Depending on how many reports you receive, the complexity of these reports, and the skills and knowledge of the individual on-duty, being on-duty could take anywhere from a few hours to your entire week. Tips for a successful on-duty rotation include:
- Ensure your team is ready to step in and help support the on-duty on particularly heavy weeks.
- Have a good handoff process in place; if there are issues that might require immediate attention from the next person on-duty, write up some handoff notes or have a live conversation at the end of the week.
- Create automated scheduling to ensure everyone knows when they are on-duty. This can be as simple as creating recurring calendar entries for each individual.
- Especially towards the start of your VDP, double check with the person on-duty to make sure they remember it's their week, as well as to see if they need any help. If you have more junior resources on the rotation, have more senior resources work with them to ensure they feel comfortable and can ask questions as they ramp up.

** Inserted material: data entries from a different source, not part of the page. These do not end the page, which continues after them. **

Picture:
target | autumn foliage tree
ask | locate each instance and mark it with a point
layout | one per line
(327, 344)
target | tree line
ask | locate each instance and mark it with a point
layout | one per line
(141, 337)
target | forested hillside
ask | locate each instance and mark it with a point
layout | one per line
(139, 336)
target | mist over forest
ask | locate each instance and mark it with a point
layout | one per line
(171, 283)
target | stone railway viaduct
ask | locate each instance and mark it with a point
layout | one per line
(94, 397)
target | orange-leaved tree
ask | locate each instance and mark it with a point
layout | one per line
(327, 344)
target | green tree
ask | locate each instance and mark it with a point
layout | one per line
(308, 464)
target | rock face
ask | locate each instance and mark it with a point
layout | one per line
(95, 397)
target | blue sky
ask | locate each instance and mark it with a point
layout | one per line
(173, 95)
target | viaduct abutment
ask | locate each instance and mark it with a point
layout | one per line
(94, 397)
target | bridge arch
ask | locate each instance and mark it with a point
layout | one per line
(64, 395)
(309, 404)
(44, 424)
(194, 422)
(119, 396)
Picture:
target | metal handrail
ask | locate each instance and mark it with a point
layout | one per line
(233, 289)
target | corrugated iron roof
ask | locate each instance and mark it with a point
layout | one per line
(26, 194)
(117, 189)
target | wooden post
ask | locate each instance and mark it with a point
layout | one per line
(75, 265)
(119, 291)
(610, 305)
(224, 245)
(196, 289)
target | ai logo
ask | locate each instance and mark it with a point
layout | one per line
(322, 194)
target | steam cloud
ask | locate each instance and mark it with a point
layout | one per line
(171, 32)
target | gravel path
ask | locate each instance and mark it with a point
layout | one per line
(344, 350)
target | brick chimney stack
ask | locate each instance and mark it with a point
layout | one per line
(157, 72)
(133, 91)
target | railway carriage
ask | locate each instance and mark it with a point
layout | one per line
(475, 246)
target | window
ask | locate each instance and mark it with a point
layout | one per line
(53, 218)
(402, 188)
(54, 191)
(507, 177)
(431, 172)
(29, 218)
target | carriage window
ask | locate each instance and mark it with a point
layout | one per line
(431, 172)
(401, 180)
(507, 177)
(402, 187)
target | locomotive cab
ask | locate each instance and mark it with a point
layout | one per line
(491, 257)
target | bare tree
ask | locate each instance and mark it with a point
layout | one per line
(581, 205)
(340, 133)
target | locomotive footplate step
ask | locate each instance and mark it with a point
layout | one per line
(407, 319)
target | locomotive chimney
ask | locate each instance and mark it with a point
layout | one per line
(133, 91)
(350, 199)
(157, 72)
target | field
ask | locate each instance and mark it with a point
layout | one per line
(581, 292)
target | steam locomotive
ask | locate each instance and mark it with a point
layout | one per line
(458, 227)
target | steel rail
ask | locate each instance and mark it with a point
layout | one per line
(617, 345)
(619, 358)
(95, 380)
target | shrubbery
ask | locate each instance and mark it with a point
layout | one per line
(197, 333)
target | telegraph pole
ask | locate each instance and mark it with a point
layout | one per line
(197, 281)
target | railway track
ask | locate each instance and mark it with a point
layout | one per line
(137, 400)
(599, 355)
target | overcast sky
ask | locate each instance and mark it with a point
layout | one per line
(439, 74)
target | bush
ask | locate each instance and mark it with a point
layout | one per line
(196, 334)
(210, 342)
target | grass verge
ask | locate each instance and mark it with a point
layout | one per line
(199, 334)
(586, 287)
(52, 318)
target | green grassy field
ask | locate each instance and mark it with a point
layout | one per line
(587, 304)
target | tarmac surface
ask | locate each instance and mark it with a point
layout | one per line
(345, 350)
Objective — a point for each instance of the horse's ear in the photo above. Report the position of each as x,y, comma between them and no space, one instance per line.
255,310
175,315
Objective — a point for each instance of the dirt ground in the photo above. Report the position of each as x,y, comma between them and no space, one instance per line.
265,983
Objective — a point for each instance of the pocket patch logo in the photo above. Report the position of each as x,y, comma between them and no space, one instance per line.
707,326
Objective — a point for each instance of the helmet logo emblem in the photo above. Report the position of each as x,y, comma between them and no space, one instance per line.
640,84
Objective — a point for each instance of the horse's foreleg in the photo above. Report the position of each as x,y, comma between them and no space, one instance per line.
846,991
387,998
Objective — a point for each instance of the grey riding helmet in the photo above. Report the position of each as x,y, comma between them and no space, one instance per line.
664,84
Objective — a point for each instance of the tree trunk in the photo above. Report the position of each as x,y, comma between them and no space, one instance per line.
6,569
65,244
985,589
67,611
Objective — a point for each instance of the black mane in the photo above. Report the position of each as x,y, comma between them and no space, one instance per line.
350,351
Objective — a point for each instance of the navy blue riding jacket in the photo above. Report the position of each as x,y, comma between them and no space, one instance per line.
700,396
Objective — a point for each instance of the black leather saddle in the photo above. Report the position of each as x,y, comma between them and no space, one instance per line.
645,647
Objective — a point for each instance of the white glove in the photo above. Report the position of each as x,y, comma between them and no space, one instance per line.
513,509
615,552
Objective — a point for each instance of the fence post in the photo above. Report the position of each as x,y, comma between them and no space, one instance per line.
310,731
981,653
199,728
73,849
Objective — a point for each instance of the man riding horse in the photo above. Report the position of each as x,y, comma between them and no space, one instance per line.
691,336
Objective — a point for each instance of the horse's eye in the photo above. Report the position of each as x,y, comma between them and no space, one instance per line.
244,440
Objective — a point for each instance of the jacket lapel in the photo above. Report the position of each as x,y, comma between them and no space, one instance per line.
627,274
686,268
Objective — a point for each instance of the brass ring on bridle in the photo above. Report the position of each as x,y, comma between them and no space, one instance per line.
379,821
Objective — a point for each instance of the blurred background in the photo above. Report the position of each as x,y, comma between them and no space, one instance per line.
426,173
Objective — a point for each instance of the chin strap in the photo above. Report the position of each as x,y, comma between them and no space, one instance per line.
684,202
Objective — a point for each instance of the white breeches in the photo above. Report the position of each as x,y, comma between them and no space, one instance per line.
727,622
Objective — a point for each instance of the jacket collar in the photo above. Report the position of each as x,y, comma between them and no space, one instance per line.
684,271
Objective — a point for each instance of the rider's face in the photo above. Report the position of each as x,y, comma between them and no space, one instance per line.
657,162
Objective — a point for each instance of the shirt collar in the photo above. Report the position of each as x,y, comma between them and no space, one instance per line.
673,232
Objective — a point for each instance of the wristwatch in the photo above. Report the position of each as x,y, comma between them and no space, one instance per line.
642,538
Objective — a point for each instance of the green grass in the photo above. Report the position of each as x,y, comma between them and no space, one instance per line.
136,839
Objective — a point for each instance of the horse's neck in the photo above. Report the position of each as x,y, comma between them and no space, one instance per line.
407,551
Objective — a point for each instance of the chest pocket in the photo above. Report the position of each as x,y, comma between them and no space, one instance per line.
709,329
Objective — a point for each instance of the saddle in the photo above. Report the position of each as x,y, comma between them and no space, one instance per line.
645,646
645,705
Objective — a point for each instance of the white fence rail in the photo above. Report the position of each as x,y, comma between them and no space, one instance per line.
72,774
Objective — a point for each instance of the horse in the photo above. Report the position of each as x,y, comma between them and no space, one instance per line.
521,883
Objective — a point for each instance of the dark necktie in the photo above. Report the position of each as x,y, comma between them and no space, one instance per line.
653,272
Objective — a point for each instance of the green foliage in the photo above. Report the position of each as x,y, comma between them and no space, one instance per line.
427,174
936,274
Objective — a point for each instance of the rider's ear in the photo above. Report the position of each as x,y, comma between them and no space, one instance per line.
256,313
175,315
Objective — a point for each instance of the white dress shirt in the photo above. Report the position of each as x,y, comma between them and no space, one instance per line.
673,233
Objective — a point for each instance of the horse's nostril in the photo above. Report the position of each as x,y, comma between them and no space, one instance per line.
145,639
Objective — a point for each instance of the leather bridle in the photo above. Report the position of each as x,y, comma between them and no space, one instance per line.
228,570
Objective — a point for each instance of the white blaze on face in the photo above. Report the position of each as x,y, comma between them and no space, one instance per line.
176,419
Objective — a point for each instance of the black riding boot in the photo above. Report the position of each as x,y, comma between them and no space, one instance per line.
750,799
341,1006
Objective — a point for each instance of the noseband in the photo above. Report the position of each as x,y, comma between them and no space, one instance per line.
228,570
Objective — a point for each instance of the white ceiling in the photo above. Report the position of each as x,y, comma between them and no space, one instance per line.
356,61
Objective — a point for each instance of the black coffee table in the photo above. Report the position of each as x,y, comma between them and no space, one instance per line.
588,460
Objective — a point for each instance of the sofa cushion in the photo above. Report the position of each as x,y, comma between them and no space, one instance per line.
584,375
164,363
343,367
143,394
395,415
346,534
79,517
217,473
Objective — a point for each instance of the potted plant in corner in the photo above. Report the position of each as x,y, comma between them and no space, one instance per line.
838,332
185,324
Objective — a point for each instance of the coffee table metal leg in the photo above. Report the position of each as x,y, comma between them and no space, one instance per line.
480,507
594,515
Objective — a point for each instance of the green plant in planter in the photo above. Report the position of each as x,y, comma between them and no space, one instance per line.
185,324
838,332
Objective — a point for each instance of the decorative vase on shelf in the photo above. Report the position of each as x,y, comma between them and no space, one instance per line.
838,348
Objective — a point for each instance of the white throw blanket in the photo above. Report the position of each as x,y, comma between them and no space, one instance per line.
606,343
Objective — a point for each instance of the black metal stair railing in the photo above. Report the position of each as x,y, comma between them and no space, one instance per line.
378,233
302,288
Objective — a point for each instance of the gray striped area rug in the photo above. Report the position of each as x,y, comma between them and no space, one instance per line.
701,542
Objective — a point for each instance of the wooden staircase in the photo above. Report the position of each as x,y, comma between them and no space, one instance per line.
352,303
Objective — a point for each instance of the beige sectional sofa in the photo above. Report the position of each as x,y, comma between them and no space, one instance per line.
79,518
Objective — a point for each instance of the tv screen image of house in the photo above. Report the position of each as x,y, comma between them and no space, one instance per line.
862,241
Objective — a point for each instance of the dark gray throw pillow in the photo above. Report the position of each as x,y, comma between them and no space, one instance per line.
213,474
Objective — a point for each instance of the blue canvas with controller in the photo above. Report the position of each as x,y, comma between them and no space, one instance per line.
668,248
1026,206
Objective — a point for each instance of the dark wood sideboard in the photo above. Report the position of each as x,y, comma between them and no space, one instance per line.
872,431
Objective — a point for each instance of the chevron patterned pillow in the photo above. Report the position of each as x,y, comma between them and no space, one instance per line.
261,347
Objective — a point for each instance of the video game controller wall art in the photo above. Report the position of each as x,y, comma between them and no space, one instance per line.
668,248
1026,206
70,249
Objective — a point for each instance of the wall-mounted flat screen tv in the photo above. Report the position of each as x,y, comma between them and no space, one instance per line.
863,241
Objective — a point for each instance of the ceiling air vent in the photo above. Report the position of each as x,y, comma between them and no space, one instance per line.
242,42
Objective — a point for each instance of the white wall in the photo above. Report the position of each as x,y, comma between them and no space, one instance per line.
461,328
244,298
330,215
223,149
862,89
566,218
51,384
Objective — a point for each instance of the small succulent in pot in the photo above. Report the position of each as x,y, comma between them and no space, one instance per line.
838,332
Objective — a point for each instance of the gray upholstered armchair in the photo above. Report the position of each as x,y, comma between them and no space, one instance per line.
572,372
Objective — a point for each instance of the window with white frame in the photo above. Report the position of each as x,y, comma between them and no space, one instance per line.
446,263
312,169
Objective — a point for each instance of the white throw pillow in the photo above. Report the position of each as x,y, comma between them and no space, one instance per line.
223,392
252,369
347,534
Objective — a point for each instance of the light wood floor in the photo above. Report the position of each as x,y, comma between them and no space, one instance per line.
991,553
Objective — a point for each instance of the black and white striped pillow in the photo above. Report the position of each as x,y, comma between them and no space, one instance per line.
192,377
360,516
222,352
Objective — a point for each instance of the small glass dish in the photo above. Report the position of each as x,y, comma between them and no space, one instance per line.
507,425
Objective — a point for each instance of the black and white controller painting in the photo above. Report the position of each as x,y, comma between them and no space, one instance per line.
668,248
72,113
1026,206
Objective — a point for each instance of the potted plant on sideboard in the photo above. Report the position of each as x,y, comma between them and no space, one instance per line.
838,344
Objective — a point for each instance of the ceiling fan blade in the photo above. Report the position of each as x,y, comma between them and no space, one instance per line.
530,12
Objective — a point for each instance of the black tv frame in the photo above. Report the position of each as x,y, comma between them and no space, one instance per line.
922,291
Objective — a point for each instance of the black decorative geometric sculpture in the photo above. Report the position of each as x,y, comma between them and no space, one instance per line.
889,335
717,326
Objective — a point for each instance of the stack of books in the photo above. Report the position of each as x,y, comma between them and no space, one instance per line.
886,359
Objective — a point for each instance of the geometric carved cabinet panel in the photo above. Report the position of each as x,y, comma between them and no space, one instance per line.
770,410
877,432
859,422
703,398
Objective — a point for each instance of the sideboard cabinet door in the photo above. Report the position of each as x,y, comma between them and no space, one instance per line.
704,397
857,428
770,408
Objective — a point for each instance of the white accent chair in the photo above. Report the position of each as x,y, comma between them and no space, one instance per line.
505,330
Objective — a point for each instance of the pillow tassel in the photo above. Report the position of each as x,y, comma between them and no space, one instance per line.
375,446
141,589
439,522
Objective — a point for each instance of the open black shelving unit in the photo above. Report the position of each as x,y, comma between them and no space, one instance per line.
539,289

- Have a flexible process for swapping weeks. Inevitably someone will have an emergency and need to take time off during their week, or someone will take vacation, etc. When this happens, encourage the team to swap weeks as needed to accommodate everyone's schedules.
- Create an on duty "cheat sheet" that outlines what duties must be covered, including documentation on how to do it.
Decide on in-house vs. third party
Most of the guidance thus far has been based on you building and running your VDP in-house. There are a variety of consulting services and platforms available that can assist you with creating and running a VDP. These third parties typically come with a cost, but can be useful in guiding you on how to create, launch, and run your VDP. Some even offer triage services to help review incoming vulnerability reports for you, helping handle communication with hackers, and only escalating valid reports to your team. Deciding on whether you build this process in-house or use a third party platform will depend on your requirements and available resources. If you have a large budget but not a lot of headcount, leveraging a third party to help run your program can make sense. If it's the other way around, it may be worth investing the time to build your program yourself.
Receiving reports
If you decide to use a third party platform, they should have a way for hackers to submit reports directly to you. If you build your program in-house, you'll need to build this yourself. This could be an email address that automatically creates a ticket or bug in your issue tracker (e.g. security@example.com), or it could be a web form with required form fields that's either linked from or on the same page as your program policy. Whatever form it takes, this is your best chance to inform hackers of the format you'd like to receive your reports in. Keep in mind asking hackers to submit reports in a certain format does not always guarantee they will, but it doesn't hurt to ask. Here's an example of what you might ask for in a report submission form:
Title: [Please add a one line description of the issue, e.g. "XSS in
mail.example.com
results in session theft"]
1.
2.
3.
Attack Scenario and Impact: [How could this be exploited? What security
impact does this
issue have?]
Remediation Advice: [Optionally, if you have any advice on how
this issue could be fixed or remediated, add it here.]